Only when there is economic democracy can there be true, political democracy. That is why a mass working-class movement determined to dismantle capitalism will be met with the full coercive powers of the nation state. Martial law will be declared, the militarised police force will carry out mass arrests and imprisonments, and special operations forces will be deployed as execution squads using surveillance systems and remote-control weapons.
No one should be under any illusions about the scale of state violence and the potential loss of life during a revolutionary struggle. But the ultimate goal is clear, to replace the perverted patriotism of capitalist exploitation with working-class solidarity, where all working-class communities can live in shared peace and prosperity. These are true, human loyalties worth fighting for and defending.
The seeming paradox of the transformation is that we will have to use state power to dismantle state power. But the capitalist nation state as independent and sovereign is an illusion that preserves the myth of a shared identity and shared obligations, while the process of accumulation by the capitalist elites continues unencumbered. This is not our nation state, it is the elite’s nation state. This is not our debt, it is the elite’s debt. This is not the elite’s wealth, it is our wealth. There is no paradox in stripping away the essential functions of exploitation and oppression to reveal the hollowed-out, state corpse.

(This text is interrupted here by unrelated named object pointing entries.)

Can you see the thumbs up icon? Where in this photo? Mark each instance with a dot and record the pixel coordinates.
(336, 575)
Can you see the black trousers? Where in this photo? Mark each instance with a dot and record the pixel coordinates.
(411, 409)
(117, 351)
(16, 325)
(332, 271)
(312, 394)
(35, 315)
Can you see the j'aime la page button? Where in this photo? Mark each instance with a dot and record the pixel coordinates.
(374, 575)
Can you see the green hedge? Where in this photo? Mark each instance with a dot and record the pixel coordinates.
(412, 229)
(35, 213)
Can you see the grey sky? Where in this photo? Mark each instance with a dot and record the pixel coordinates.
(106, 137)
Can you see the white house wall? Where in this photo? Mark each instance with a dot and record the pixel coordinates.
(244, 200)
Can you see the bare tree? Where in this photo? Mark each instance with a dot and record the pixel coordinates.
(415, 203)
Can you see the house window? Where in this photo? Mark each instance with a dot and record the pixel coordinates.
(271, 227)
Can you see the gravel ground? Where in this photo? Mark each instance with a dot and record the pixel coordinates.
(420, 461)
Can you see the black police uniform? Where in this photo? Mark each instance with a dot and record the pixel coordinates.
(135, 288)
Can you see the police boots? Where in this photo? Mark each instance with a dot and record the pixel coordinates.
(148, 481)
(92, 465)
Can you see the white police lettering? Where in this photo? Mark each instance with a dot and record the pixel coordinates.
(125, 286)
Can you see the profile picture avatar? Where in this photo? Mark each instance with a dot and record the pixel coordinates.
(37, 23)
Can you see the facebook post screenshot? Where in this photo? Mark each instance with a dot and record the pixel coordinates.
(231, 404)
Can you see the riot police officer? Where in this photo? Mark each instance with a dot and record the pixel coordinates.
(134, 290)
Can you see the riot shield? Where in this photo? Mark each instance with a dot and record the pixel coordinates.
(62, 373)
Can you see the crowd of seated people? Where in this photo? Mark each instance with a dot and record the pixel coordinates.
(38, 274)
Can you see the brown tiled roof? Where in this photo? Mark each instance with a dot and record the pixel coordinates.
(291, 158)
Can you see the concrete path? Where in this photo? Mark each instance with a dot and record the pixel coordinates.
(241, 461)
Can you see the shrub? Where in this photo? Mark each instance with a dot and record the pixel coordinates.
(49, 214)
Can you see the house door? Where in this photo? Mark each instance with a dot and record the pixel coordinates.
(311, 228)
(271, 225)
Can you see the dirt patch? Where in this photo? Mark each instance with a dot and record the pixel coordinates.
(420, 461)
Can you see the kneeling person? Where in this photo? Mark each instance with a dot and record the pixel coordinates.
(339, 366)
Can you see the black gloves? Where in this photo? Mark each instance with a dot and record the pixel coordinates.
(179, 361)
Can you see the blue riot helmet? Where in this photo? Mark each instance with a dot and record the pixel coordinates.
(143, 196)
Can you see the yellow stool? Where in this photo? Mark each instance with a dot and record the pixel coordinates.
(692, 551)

We are simply repossessing the resources necessary for the rapid elimination of carbon emissions and for the basic industrial and technological infrastructure of Workers Commonwealths.
State power will no longer exist and workers will have the freedom to determine their priorities for future investment, having developed their own manufacturing and supply networks for renewable energy, social housing, transport, health and agriculture. Significantly, there will be a substantial reduction in overall energy requirements and material throughput, the elimination of pollutants, greater bio-diversity and environmental resilience.
The whole corrupt, institutional edifice of globalised capitalism will have been dismantled, most significantly, the United Nations, exposed as the disney-face of capitalism and militarism with its interminable charade of climate-change and arms-control conferences.
There will be no need for treaties since each Workers Commonwealth will already embody workers rights, environmental protections and comprehensive disarmament. Free association and free movement will lie at the heart of a renaissance in working-class cultural and social life. The end of the state will signal a revolutionary momentum, to release the full, creative potential of every working person on the planet.
We are not the last generations in the war of capitalist catastrophes. We are the first generations in the war of working-class liberation, the new age of the proletariat – the Commonwealth of Anarchy.